Dans la phase d'analyse a posteriori et d'évaluation, le chercheur, en s'appuyant sur les données amassées durant l'expérimentation, juge de la validité de ses hypothèses en confrontant l'analyse a priori et l'analyse a posteriori ; « C'est sur la confrontation des deux analyses (...) que se fonde essentiellement la validation des hypothèses engagées dans la recherche » (Artigue, 1996, p.263). Le chercheur peut ainsi juger son dispositif d'enseignement en évaluant le contrôle des évènements observables par les variables de commande. Les variables « dont la preuve de l'effet didactique a été attestée » (p.255) sont appelées des variables didactiques. Dans cette phase, le chercheur tente de dégager quelles sont les variables didactiques de son dispositif d'enseignement.

Actuellement, et comme le soulignait Artigue au début des années 90, la plupart des recherches effectuées en classe reposent sur des données externes dont les résultats sont obtenus par inférence statistique suite à la comparaison des performances de groupes expérimentaux et témoins. Contrairement à ces recherches, et c'est ce qui en fait sa particularité, l'ingénierie didactique « se situe, à l'opposé, dans le registre des études de cas et dont la validation est essentiellement interne, fondée sur la confrontation entre analyse a priori et analyse a posteriori » (Artigue, 1996, p.248).

Dans notre recherche, nous prévoyons aussi effectuer cette analyse a posteriori afin de la confronter à notre analyse a priori. En effet, nous comptons comparer la démarche

83 de réalisation d’un instrument de mesure en situation adidactique avec la démarche qui était prévue dans le modèle d’action. Nous pourrons ainsi voir dans quelle mesure ce modèle correspond aux manipulations de l’élève. Nous verrons aussi si, dans les activités qui précédent la situation adidactique, nous avons préparé adéquatement les élèves à réaliser un instrument de mesure de façon autonome.
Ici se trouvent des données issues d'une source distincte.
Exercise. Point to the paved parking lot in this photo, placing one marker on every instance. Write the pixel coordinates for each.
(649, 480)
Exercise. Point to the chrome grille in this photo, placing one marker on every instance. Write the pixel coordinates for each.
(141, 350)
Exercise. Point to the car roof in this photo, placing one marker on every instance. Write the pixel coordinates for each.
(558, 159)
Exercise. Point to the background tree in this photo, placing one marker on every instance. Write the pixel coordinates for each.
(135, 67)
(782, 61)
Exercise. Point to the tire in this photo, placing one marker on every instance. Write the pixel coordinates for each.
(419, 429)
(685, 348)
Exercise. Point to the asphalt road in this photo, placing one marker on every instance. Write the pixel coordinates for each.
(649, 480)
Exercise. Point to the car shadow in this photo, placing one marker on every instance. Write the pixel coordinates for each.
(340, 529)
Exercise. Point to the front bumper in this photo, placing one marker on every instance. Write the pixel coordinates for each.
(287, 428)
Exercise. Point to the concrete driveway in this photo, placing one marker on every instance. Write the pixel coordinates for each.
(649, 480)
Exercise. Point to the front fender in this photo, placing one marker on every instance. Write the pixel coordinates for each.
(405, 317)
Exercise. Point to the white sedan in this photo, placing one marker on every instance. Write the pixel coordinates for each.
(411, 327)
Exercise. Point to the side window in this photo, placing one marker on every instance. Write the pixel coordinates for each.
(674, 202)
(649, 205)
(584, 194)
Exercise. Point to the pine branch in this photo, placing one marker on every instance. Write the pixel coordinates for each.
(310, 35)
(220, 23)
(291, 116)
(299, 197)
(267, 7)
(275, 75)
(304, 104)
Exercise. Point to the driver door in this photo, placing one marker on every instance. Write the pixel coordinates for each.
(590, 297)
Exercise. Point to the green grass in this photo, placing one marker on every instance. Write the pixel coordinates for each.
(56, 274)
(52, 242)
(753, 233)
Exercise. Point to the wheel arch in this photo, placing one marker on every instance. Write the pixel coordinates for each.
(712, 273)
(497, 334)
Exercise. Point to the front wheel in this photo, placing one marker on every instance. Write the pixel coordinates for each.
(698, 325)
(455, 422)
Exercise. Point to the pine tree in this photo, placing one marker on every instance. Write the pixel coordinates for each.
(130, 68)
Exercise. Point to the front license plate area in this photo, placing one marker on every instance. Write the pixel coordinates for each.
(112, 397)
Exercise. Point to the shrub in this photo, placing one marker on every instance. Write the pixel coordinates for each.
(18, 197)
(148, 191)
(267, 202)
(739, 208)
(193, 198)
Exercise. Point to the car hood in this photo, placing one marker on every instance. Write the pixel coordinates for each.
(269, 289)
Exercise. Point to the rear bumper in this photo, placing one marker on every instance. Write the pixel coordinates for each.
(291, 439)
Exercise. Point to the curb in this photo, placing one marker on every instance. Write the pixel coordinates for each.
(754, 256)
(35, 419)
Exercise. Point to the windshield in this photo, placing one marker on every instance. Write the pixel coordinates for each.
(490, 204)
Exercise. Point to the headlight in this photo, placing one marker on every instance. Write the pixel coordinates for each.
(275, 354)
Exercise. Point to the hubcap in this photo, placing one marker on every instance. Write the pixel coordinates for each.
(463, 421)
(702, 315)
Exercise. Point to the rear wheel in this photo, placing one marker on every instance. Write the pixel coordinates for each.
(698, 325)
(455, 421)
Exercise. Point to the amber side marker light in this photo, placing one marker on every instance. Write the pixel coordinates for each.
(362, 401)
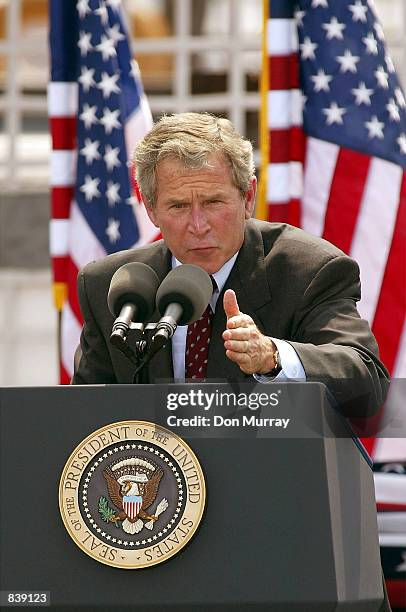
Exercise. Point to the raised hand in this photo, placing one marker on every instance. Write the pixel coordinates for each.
(244, 343)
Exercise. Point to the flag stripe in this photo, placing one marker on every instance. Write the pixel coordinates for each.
(371, 242)
(63, 132)
(316, 189)
(61, 198)
(284, 109)
(63, 168)
(286, 145)
(399, 370)
(341, 191)
(283, 72)
(284, 181)
(58, 237)
(281, 38)
(59, 265)
(393, 291)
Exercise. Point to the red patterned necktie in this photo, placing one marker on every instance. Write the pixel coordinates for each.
(197, 344)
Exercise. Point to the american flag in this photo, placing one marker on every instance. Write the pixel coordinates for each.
(98, 111)
(333, 149)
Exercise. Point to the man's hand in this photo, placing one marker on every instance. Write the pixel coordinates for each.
(244, 343)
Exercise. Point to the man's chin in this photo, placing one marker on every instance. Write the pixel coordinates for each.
(207, 259)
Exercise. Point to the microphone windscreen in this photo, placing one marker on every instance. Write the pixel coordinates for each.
(134, 283)
(189, 286)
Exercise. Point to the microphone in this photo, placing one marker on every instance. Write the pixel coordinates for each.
(131, 297)
(181, 299)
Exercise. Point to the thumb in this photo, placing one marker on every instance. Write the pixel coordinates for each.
(230, 304)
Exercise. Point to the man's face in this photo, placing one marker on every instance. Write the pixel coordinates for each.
(200, 213)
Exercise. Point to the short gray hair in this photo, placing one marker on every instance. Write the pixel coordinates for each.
(192, 138)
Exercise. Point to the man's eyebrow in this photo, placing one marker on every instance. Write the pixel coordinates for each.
(176, 201)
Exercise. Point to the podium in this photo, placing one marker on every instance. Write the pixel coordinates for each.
(289, 523)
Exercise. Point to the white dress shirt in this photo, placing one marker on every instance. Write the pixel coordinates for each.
(292, 368)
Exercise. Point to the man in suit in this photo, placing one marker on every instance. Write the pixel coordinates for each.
(284, 302)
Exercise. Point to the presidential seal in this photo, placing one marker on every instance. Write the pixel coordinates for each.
(132, 494)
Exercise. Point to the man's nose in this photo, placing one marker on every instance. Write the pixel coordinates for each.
(198, 221)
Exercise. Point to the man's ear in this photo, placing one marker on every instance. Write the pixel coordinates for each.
(250, 198)
(150, 210)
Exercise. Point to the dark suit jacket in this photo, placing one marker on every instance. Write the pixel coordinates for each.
(296, 287)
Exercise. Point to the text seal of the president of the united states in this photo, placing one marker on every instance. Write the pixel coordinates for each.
(132, 494)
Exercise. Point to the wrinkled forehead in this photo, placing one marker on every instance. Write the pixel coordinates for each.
(174, 178)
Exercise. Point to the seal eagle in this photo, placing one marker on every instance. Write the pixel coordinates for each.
(133, 484)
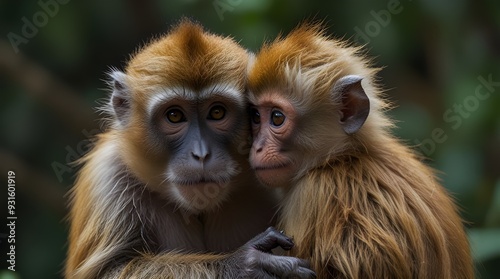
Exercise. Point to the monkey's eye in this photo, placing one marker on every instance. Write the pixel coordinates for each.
(277, 118)
(175, 115)
(217, 113)
(255, 115)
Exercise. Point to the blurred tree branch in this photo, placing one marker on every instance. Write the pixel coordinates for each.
(44, 87)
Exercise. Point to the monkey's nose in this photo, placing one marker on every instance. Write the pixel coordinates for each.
(200, 151)
(199, 157)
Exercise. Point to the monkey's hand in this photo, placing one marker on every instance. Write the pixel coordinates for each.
(255, 259)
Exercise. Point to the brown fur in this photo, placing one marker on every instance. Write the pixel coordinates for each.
(121, 227)
(365, 207)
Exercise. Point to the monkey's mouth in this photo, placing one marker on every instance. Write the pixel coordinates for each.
(200, 182)
(272, 167)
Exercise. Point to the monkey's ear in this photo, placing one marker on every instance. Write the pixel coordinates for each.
(120, 98)
(355, 104)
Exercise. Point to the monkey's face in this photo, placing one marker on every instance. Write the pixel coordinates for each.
(273, 155)
(199, 135)
(193, 136)
(183, 143)
(292, 135)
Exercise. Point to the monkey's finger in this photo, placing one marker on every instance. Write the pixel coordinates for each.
(271, 239)
(286, 267)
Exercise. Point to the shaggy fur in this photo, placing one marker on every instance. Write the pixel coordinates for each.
(364, 205)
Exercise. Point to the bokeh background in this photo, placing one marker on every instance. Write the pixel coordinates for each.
(442, 69)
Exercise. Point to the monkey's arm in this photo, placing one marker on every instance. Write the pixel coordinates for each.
(253, 260)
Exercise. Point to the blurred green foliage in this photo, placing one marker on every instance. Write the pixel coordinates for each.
(434, 53)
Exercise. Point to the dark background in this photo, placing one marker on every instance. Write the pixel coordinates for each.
(434, 53)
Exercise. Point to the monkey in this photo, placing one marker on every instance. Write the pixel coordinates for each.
(357, 201)
(167, 190)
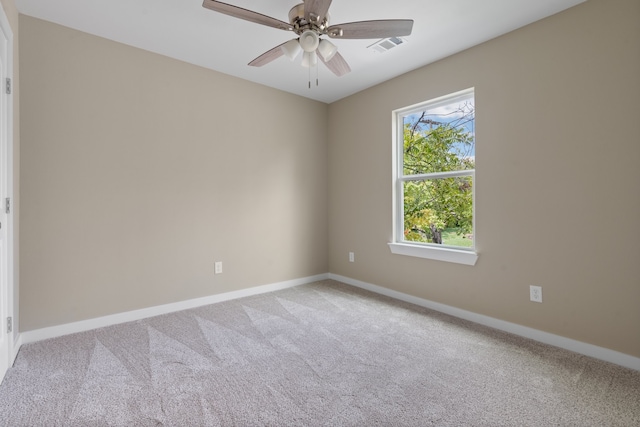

De plus, nous pourrons évaluer l’efficacité de la construction d’un instrument de mesure par chaque élève en situation adidactique.

En ce qui a trait aux possibilités d'améliorations de la séquence d'enseignement, nous croyons que, sans l'exclure, l'idée du retour en arrière pour améliorer cette séquence et la remettre à l'essai n'apparaît pas clairement dans le modèle d'ingénierie didactique. En effet, l'accent est mis sur la validation interne des différentes hypothèses émises par le chercheur lors de la confrontation entre l'analyse a priori et l'analyse a posteriori. L'amélioration d’un dispositif, la formulation de nouvelles hypothèses et la remise à l'essai ne sont donc pas clairement explicites dans ce modèle. Il n'y a pas non plus de distinction dans les différentes mises à l'essai, contrairement au modèle de recherche que nous proposons.

Ainsi, il est possible de constater que notre recherche satisfait tous les critères d’une recherche en ingénierie didactique telle que définie par Artigue (1996). Toutefois, dans notre recherche de développement, nous ne nous limiterons pas à la conception et la construction d’une intervention didactique, mais nous allons aussi améliorer sur les plans didactique et technologique les différents composants de l’environnement d’apprentissage des systèmes MicrolabExAO.